The restaurant they created is a homage to Nigeria, intended to appease the country’s culinary traditionalists while remaining accessible to new audiences. Afrobeats and highlife are the soundtrack, books by Nigerian authors such as Wole Soyinka adorn the shelves and the walls feature Igbo, Yoruba and Hausa proverbs. The food draws from all over the country, and dishes are recognisably Nigerian, but with a twist, from putting quinoa in the jollof to deconstructing stews.

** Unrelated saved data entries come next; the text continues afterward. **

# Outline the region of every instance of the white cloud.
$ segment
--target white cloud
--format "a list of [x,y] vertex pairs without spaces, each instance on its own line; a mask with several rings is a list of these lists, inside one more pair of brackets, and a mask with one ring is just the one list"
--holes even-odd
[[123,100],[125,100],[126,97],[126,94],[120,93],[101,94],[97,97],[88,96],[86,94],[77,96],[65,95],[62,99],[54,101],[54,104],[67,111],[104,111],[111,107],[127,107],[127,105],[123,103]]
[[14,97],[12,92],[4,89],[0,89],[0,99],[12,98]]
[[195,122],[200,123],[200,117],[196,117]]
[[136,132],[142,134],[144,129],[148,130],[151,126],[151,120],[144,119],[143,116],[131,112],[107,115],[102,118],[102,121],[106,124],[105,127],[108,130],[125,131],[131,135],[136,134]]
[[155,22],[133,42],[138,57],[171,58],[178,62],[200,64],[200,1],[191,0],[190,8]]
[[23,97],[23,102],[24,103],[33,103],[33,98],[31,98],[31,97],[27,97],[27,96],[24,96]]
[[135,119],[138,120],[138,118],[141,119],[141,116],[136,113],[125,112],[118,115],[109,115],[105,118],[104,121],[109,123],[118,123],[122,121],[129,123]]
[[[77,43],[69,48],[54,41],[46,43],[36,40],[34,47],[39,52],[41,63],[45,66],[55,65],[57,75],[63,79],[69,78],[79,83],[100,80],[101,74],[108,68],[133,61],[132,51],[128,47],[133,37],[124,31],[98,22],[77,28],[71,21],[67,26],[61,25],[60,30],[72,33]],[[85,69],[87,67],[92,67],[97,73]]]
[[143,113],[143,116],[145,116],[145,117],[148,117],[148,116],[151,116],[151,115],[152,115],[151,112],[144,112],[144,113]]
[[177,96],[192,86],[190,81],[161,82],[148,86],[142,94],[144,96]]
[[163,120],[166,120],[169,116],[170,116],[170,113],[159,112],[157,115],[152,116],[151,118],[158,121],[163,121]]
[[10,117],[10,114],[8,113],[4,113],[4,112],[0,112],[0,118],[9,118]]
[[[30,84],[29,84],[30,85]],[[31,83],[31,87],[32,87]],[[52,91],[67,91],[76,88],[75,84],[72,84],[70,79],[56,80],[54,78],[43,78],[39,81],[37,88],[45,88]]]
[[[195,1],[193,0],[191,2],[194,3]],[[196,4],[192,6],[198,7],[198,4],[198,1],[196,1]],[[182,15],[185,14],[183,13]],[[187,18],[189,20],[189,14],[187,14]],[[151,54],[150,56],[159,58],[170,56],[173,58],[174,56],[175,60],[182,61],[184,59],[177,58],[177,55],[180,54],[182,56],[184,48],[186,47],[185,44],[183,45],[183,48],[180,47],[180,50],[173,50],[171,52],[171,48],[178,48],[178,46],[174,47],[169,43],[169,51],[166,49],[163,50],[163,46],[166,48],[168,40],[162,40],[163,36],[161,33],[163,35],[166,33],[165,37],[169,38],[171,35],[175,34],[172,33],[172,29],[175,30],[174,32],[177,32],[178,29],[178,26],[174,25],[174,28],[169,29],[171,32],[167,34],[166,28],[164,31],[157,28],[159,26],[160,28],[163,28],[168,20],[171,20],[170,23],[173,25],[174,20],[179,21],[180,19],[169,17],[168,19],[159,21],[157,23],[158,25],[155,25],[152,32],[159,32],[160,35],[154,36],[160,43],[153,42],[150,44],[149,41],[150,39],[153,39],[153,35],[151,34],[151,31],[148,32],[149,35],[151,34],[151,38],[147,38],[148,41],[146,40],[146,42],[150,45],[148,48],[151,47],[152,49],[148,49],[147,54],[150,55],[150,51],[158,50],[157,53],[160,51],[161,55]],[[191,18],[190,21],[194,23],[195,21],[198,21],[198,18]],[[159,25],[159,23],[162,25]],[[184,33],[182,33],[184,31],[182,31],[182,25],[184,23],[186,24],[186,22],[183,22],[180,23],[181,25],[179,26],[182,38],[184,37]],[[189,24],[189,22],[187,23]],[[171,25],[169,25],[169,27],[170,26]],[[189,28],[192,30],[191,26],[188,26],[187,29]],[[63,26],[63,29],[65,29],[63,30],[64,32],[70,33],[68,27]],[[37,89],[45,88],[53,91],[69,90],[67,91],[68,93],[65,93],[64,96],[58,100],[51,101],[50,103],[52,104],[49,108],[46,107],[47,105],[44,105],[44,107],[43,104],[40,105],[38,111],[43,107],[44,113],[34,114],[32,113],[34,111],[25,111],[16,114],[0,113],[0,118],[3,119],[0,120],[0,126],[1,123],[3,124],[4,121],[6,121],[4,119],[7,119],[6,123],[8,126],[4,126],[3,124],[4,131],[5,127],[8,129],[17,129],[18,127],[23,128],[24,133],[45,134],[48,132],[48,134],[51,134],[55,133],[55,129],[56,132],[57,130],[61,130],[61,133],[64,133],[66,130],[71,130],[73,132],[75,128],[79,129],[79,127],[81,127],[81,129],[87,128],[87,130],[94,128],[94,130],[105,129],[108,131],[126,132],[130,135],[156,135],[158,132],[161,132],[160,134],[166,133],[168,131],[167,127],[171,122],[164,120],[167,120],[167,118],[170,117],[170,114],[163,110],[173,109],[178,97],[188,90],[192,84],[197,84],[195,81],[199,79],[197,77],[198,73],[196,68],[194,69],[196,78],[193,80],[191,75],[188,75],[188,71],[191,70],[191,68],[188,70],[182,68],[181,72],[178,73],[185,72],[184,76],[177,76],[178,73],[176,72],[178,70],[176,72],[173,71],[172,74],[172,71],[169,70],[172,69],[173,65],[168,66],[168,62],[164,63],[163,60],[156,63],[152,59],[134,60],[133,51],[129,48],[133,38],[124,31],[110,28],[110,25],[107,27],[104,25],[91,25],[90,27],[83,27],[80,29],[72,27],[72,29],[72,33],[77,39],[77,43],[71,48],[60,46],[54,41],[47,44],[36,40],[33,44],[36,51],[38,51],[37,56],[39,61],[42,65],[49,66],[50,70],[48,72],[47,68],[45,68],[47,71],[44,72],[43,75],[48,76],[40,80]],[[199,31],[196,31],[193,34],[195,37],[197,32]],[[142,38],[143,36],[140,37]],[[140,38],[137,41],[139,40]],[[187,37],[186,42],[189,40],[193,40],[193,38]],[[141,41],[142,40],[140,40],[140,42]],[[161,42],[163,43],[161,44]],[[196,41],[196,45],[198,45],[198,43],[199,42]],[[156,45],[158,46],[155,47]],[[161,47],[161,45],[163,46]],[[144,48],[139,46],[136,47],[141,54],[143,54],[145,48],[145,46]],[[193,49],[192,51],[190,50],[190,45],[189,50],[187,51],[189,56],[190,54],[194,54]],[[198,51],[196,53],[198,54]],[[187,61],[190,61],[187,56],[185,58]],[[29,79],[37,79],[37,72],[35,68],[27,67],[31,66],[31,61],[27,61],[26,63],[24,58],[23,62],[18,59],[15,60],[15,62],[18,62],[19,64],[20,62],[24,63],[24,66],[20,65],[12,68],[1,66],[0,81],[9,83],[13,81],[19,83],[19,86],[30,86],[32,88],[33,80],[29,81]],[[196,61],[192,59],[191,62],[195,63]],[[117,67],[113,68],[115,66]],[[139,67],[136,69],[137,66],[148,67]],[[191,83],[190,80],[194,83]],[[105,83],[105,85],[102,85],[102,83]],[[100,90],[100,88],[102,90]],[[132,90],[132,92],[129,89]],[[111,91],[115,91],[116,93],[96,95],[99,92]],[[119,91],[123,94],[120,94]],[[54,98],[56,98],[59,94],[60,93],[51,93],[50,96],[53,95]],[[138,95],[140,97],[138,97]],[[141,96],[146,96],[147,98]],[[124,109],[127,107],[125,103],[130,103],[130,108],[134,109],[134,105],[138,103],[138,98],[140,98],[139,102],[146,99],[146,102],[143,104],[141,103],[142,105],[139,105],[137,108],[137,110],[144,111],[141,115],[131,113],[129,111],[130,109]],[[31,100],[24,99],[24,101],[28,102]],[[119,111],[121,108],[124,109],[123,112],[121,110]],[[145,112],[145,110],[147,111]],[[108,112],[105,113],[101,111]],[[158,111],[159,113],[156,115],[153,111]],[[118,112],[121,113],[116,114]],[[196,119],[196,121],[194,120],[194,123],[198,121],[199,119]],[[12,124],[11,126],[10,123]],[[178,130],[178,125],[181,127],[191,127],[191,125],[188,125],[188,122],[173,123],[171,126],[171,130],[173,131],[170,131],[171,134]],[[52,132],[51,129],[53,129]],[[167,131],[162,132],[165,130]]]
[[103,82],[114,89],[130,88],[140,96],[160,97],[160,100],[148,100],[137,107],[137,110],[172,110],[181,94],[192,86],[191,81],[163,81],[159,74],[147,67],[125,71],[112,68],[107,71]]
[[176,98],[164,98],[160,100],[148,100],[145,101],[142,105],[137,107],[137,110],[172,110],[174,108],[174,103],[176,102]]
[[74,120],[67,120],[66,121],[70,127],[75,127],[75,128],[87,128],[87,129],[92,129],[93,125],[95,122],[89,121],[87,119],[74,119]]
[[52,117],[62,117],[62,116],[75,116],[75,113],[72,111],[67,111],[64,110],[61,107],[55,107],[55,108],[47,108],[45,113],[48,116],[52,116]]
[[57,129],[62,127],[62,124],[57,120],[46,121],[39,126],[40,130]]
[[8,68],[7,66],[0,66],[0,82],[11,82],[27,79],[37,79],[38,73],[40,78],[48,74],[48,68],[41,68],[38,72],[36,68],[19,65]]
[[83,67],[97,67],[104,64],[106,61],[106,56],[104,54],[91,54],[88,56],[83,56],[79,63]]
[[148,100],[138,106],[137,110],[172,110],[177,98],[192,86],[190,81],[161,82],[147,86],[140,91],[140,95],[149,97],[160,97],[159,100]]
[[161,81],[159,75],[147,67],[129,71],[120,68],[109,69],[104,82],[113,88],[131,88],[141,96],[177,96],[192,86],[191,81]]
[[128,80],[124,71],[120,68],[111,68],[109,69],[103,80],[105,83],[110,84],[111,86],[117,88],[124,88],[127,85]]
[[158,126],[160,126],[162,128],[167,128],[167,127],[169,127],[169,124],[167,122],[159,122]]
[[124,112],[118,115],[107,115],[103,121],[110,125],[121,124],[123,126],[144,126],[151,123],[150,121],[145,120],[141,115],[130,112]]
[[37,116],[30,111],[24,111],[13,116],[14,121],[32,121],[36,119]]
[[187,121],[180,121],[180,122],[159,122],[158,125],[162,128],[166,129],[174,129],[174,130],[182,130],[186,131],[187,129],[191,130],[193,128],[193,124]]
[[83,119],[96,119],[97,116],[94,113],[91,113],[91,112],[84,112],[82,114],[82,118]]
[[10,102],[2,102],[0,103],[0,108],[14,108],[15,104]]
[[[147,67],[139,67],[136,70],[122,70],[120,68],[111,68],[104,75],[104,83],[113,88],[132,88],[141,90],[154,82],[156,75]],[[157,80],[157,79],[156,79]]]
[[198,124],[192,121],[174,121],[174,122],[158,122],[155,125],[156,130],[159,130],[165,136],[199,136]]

Like many independent businesses, Chuku’s struggled during the pandemic and has since had the two-pronged challenge of soaring costs and shrinking disposable income among its customer base. Last year they urged residents to book tables or watch another much-loved venue shut its doors for good.

This is why Beyoncé’s arrival, and the festival atmosphere it created, meant so much, Emeka says. The restaurant was packed throughout the run, including accommodating a special request from fans to extend its opening hours. The funding they received from the singer’s BeyGood Foundation will give Chuku’s a much-needed boost, allowing repairs to be made and the coral-pink decor to be refreshed.

The siblings have ambitious plans to open more sites in London and later the rest of the UK, as well as to expand a programme of Nigerian cultural events, but Ifeyinwa continues to worry for the future of the business and how the economic climate could stifle the capital’s burgeoning west African food scene.

“When you look at the restaurant industry, Black founders are underrepresented, she says. “That’s only going to be worsened by the economic climate – those barriers to entry are high, and there’s a reason why a lot of what people were experiencing or discovering in west African food was through the popup scene. Making that transition to permanent restaurant is extremely challenging and requires a lot of capital.”

Despite the economic headwinds, Ifeyinwa remains hopeful that the success of Chuku’s will inspire customers to sample the diverse cuisines of Africa’s 54 countries, citing the Senegalese former popup Little Baobab in Peckham as a favourite. “I don’t think we’re even scratching the surface. I wouldn’t want customers to get complacent thinking that if they’ve tried food from one or two west African countries, they’ve ‘done’ west African food in the UK.”

Citing the broader growing interest in Nigerian music and culture, Emeka agrees: “West Africans in general are having their time in the spotlight.”